HOME is a powerful song from the perspective of a person lost in the urban areas, as many of us Native’s find ourselves in living to survive in the 21st century.
The chorus is sung by Lihn Renkin in which she says “Home, I’m just trying to find my way home”. Lihn is a gifted vocalist, pianist and violinist. She offers an incredible sample of her vocal range on the outro of the song.
“We seen the world turn, our waters being burned, our mother being torn, industrial revolution. Steps forward or steps backwards? How we not listening to our elders, just cuz they don’t have a Masters (degree), who we fooling?, this living in excess and consuming, over population, pollution…” this is one of my favorite lines in the song because it came from an actual conversation I had with an elder,
Sunny Dooley, a Navajo elder and story teller shared her thoughts of her disappointment of the invalidating of knowledge of our elders because of their lack of western education. This she shared at the 2nd Elders Gathering I was honored to help facilitate at the banks of the Colorado River inside the Grand Canyon in May of 2010.
Sunny had said that “there are grandma’s out here that have an enormous wealth of knowledge to heal the world, yet their words are invalidated because they don’t have a Master’s degree, shortly after I wrote this song with those words in mind.
Also the part of the waters being burn is from a video I had seen of a river in the Midwest that was so polluted that it caught on fire in the early 90’s. Also touched on the of the wars that are tearing our world apart and the destruction happening from strip mining that is leaving our mother torn, our mother the Earth. I'm really questioning whether progress are steps forward for mankind or not?
This song is a longing for the feeling of what it would have been like in yesteryear without the modern technologies and the modern social ills.
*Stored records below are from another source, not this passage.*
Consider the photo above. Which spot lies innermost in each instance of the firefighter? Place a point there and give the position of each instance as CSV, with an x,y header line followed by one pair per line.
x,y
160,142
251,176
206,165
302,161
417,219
Also a longing to return home on the reservation where my heart and soul is, yet like many Natives of today I’m stuck in the city to be able to pursue a living, for now.
In the second verse I say “we come from a place where sisters are mother and mothers are fathers, we need to be raising our own sons and daughter”. This is a look at a ill that is all too common in communities on color not only in Native communities of the situations where sisters are raising their nieces and nephew and mothers are both mother and father to their children.
“Disconnect and reconnect, disrespect and re-respect” I finish the song with words of hope and in those words share the guidance that has been given to me in these trying times.